La OMS ha confirmado más de 1.300 muertes adicionales en Europa desde el 21 de junio. El calor extremo afecta ya a 150 millones de personas, ha provocado el cierre de colegios y ha llevado al colapso de redes eléctricas en varios países.
¿Qué ha pasado exactamente?
Este domingo, el director general de la Organización Mundial de la Salud (OMS), Tedros Adhanom Ghebreyesus, ha expuesto en la red social X la gravedad del momento: "en este momento, 150 millones de personas viven bajo un calor extremo, cientos han fallecido, las escuelas están cerradas y las redes eléctricas están colapsando".
El organismo sanitario internacional ha confirmado que los más de 1.300 fallecimientos adicionales registrados desde el 21 de junio tienen una relación directa con las temperaturas excepcionalmente altas.
El impacto en la población y las infraestructuras
Francia se sitúa como el país más golpeado. El exceso de mortalidad durante la última semana alcanzó cerca del millar de personas, coincidiendo con los días de mayor temperatura en el país vecino.
En Alemania, las consecuencias no solo se miden en ingresos hospitalarios. En Berlín, las fuerzas de seguridad han llegado a emplear cañones de agua —habitualmente reservados para control de disturbios— para aliviar a los ciudadanos que se agolpaban en las inmediaciones de la Puerta de Brandeburgo. La capital alemana registró más de 500 servicios de ambulancia extra vinculados únicamente a problemas de salud por el calor el pasado sábado.
El calor ha llevado a los servicios públicos al límite en ciudades como Berlín, donde se superaron los 500 servicios de ambulancia extra en un solo día.
Las infraestructuras germánicas también han sufrido: desde grietas en el asfalto de autopistas hasta fallos en los servicios ferroviarios. La empresa nacional Deutsche Bahn recomendó limitar los desplazamientos en tren después de que 600 pasajeros quedaran atrapados en un convoy sin climatización en Brandeburgo, tras un corte de suministro provocado por una tormenta eléctrica. En Leipzig, el calor extremo llegó a fundir el material sellante de las juntas de las vías, paralizando el sistema de tranvías hasta el inicio de esta semana.
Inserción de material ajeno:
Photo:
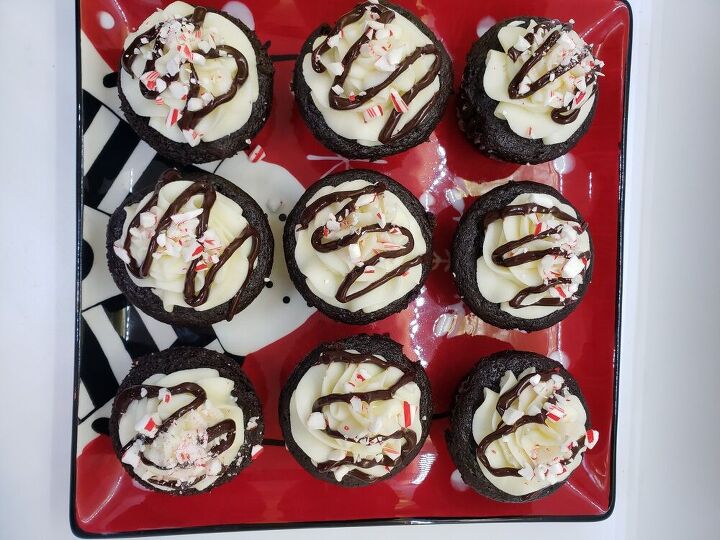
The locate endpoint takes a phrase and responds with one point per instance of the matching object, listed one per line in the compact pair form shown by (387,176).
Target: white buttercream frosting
(185,449)
(359,421)
(324,272)
(535,449)
(500,284)
(215,75)
(529,117)
(180,247)
(390,44)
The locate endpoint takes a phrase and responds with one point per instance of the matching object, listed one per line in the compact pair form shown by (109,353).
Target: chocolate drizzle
(188,120)
(343,293)
(409,436)
(192,297)
(503,403)
(499,255)
(565,114)
(223,432)
(384,15)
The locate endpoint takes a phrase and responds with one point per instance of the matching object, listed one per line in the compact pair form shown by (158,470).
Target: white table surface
(668,465)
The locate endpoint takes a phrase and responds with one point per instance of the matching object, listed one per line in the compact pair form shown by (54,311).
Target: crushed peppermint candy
(374,111)
(257,154)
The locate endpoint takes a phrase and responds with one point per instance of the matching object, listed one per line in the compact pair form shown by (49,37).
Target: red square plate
(278,329)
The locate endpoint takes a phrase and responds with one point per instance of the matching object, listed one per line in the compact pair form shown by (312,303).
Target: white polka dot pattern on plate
(106,20)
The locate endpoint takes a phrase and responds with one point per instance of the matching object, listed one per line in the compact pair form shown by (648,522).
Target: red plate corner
(446,173)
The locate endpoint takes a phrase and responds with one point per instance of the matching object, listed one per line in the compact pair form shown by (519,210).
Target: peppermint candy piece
(372,112)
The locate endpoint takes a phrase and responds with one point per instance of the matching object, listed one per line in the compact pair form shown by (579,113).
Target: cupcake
(185,421)
(358,246)
(519,427)
(522,257)
(356,411)
(529,90)
(194,250)
(195,83)
(374,84)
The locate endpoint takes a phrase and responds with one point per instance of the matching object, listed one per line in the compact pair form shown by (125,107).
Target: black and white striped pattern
(112,331)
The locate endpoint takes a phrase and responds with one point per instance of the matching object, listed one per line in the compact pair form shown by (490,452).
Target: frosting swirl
(190,244)
(180,430)
(358,246)
(355,414)
(531,434)
(192,72)
(545,80)
(535,255)
(374,77)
Las tormentas eléctricas se sumaron al calor récord en el norte de Europa. En Suecia y Dinamarca se notificaron miles de rayos, mientras que en Grecia las autoridades han extremado la vigilancia ante el alto riesgo de incendios forestales, empleando tecnología espacial para la detección temprana de focos.
En Alemania, el riesgo de incendios en zonas boscosas es especialmente delicado porque en parajes como Gohrischheide o cerca de Traisen aún hay munición sin detonar de la Segunda Guerra Mundial. Esta presencia obliga a los equipos de extinción a interrumpir su labor si se desata un fuego, ante el peligro de explosiones accidentales.
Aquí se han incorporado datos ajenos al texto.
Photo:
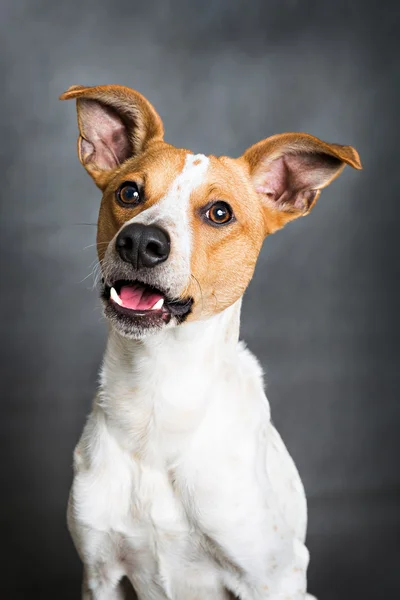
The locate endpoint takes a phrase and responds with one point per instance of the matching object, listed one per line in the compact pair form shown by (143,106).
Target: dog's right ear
(115,123)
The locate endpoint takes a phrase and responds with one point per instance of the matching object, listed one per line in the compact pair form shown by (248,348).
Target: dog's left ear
(289,171)
(115,123)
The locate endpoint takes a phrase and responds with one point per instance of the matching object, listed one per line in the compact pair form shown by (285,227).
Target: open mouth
(143,304)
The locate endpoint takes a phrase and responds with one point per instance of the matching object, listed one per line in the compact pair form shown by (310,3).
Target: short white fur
(181,482)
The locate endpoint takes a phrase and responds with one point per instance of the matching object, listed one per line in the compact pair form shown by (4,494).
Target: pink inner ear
(105,142)
(293,180)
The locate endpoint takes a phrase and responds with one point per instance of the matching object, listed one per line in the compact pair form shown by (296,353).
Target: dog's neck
(162,385)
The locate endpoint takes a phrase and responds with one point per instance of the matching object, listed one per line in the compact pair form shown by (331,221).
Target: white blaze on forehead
(172,213)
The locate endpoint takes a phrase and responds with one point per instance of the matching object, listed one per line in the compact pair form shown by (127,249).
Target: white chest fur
(181,482)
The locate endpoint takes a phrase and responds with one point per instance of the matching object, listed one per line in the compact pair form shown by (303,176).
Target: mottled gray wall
(322,312)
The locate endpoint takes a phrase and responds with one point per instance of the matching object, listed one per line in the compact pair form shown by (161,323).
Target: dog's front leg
(98,586)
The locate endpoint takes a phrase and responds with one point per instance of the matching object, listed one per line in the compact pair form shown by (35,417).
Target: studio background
(322,312)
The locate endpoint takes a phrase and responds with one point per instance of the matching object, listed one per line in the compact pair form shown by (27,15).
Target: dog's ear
(289,170)
(115,123)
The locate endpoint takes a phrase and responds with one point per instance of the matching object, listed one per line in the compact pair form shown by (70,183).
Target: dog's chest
(139,521)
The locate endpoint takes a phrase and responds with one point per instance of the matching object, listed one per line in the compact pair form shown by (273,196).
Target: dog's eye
(220,213)
(128,194)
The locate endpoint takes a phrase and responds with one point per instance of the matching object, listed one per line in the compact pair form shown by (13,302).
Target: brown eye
(219,213)
(128,194)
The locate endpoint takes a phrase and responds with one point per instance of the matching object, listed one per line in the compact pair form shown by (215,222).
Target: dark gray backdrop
(321,312)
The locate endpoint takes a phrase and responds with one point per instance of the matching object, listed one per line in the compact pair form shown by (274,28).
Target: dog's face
(179,234)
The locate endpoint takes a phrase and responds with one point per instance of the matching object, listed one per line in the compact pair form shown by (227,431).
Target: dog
(181,483)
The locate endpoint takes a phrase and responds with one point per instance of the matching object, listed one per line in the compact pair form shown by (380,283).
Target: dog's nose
(143,245)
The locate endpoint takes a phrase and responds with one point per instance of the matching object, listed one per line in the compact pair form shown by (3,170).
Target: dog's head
(179,234)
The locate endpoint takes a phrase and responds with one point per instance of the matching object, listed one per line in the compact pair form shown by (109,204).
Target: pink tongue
(136,297)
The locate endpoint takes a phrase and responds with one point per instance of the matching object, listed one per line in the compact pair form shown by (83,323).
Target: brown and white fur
(181,482)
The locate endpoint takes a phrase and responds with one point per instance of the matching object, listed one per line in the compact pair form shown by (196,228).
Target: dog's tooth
(114,296)
(158,304)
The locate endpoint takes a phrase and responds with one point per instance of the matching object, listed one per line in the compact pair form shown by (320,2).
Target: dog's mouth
(143,304)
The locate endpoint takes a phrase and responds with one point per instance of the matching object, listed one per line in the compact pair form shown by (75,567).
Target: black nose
(143,245)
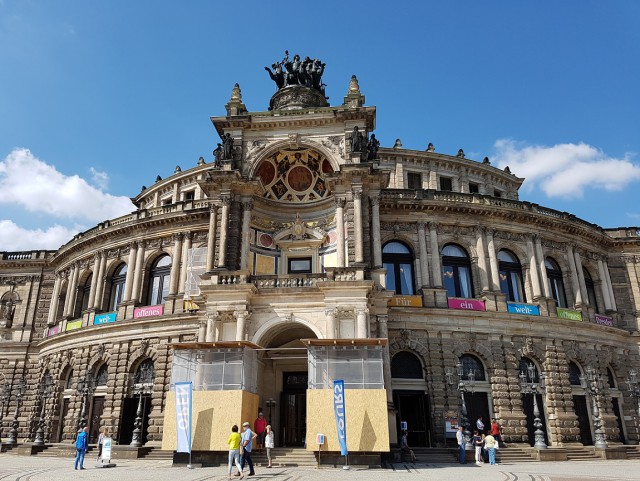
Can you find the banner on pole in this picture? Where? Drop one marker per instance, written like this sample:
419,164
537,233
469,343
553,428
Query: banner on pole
339,410
183,416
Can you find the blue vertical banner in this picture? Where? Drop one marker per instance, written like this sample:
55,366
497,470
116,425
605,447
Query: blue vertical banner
183,416
339,410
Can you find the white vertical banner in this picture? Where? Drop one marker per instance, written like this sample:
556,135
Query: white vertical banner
183,416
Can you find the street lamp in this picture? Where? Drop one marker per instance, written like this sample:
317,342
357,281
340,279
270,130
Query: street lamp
142,384
18,391
634,389
594,385
4,401
86,387
462,386
270,404
44,390
530,385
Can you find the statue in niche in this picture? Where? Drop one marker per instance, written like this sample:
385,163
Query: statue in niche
372,147
217,154
227,147
356,140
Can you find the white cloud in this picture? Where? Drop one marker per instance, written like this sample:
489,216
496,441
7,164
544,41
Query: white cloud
565,170
36,186
15,238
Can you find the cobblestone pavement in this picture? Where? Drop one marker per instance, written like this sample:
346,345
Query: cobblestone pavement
24,468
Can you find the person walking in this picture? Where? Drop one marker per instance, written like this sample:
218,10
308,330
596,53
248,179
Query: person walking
247,446
82,443
234,451
490,445
477,443
462,449
495,430
268,443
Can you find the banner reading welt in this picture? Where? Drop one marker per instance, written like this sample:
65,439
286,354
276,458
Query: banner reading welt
341,419
149,311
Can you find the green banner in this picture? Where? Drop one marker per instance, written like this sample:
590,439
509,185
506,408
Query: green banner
569,314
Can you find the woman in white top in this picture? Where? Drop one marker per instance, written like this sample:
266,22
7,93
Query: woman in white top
268,442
La sombra del cambio climático
Los expertos llevan tiempo advirtiendo que este tipo de episodios se están volviendo más probables. Un estudio reciente del grupo World Weather Attribution apunta a que la intensidad térmica actual es prácticamente imposible de explicar sin el factor del cambio climático. Según sus cálculos, un evento de estas características tiene hoy cerca de 200 veces más probabilidades de ocurrir que hace dos décadas.
La OMS, en su guía sobre calor extremo y salud, señala que estas condiciones disparan las muertes por causas cardiovasculares y respiratorias, especialmente entre las personas mayores y con enfermedades crónicas. Sin medidas de adaptación, los episodios de calor extremo seguirán cobrándose miles de vidas en el continente. El organismo internacional insiste en la necesidad de reforzar los sistemas de alerta temprana y las infraestructuras sanitarias para amortiguar el impacto de los golpes de calor.
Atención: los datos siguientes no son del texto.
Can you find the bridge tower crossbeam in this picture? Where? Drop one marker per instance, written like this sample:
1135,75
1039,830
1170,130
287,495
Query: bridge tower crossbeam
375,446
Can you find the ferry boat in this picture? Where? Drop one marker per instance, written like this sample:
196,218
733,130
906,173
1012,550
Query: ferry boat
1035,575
📌 El foco social: las claves
- 🔎 Qué es lo importante: Más de 1.300 muertes adicionales en Europa desde el 21 de junio, confirmadas por la OMS.
- 👥 Quiénes son los afectados: 150 millones de personas bajo calor extremo; los sistemas sanitarios y las infraestructuras colapsan.
- ➡️ Qué consecuencias puede traer: Aumento de la mortalidad por causas cardiovasculares y el riesgo de incendios forestales sin precedentes.